Campaign clocks are a simple way to track pressure over time. They make enemy plans, political tension, travel delays, disasters, and faction projects visible without requiring a full subsystem.

  1. Name the event that happens when the clock fills.
  2. Choose the number of segments based on how soon the pressure should matter.
  3. Define what advances the clock: failed checks, rests, public mistakes, ignored hooks, travel time, or enemy action.
  4. Define what slows or clears the clock: victories, negotiations, secrecy, sacrifice, or targeted downtime.
  5. Show progress through rumors, omens, patrols, prices, missing people, weather, or changed NPC behavior.
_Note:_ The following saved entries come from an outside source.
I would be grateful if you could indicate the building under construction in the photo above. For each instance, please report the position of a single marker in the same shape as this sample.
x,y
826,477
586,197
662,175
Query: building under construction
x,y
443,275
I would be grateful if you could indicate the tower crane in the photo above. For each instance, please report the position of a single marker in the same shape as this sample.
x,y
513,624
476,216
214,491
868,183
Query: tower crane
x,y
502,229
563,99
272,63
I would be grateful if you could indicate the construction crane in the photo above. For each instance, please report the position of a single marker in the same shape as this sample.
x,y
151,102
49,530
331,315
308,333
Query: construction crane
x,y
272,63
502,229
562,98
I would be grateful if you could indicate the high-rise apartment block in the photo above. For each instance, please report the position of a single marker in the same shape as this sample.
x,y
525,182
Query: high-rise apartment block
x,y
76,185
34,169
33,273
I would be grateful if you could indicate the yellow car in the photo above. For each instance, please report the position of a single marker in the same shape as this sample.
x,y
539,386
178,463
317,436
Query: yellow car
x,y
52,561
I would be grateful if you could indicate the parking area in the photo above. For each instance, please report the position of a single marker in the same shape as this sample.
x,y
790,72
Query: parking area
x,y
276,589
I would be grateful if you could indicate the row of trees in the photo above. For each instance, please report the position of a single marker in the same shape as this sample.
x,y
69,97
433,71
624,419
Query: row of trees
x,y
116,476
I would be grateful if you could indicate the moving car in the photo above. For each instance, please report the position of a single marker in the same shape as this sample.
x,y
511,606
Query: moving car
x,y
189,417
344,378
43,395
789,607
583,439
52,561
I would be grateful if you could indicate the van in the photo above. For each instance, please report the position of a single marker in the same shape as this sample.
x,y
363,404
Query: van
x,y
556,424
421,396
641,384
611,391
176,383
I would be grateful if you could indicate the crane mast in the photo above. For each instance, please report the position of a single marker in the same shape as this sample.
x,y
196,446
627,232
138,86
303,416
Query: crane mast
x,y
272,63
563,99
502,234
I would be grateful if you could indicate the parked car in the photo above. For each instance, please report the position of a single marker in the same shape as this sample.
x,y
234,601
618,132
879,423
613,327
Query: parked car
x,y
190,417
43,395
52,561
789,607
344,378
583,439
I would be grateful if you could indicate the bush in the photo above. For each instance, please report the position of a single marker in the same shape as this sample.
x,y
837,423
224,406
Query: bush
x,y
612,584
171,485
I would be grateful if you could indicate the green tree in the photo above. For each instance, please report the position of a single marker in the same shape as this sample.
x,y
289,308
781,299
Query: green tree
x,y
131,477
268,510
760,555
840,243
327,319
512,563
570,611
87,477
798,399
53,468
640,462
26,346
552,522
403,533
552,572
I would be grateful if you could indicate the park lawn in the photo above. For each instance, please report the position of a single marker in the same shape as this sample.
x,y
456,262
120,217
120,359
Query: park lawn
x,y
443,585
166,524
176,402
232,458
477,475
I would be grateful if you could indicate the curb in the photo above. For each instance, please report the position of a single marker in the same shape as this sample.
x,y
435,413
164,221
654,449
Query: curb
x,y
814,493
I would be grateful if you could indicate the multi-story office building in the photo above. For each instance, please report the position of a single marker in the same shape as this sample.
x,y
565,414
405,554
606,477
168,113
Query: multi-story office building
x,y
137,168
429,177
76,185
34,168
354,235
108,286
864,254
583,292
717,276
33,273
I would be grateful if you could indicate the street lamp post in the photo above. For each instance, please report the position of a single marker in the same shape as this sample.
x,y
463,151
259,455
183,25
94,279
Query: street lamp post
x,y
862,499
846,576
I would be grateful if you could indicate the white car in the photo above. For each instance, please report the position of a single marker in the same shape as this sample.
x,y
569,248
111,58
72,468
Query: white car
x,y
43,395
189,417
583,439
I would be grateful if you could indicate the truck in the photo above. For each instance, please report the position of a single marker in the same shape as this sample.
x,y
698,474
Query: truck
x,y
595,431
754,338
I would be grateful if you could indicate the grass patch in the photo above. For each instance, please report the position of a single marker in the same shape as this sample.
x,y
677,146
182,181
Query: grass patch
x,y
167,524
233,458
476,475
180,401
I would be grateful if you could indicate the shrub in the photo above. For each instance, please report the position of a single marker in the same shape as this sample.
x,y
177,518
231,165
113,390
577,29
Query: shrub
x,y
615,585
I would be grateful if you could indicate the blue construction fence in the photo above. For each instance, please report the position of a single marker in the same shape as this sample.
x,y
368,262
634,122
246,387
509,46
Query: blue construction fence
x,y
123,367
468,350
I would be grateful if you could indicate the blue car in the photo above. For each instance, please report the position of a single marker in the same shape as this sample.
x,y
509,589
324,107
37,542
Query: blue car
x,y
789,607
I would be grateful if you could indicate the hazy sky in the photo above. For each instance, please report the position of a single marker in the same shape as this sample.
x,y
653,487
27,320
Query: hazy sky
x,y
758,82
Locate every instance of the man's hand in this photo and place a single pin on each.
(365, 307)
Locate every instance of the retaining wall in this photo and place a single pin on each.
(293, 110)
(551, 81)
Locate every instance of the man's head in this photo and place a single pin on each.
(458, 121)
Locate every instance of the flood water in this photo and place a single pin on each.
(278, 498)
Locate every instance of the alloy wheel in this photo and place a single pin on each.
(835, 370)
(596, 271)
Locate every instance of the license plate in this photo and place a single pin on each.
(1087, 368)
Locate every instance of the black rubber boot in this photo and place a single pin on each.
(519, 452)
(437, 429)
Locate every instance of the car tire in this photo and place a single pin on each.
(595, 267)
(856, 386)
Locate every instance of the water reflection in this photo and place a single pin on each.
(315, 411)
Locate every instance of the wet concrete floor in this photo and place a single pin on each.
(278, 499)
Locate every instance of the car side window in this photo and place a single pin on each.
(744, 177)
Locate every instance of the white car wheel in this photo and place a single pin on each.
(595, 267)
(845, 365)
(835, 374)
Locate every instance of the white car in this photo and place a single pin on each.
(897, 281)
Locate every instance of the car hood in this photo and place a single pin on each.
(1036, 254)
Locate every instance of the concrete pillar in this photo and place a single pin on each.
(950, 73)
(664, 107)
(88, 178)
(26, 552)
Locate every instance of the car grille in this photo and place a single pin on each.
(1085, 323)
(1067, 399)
Track villains, monsters, cults, armies, rival adventurers, or disasters moving toward an outcome.

Track auctions, festivals, openings, rescues, diplomatic windows, or rare planar alignments.

Track trust, suspicion, scandal, debt, faction support, and public reputation.

Advance on cost, not punishment alone. A segment can represent lost time, noisy action, an ignored clue, a failed bargain, or a villain using the same downtime the party uses.

Signal before impact. Rumors, prices, patrols, missing allies, omens, and changed faction behavior give players a chance to respond before the clock completes.

Let victories matter. If the party takes direct action against the pressure, remove segments, freeze the clock, or change the final consequence.

Use clocks as communication tools. If the players cannot see pressure changing, the clock is only private GM bookkeeping.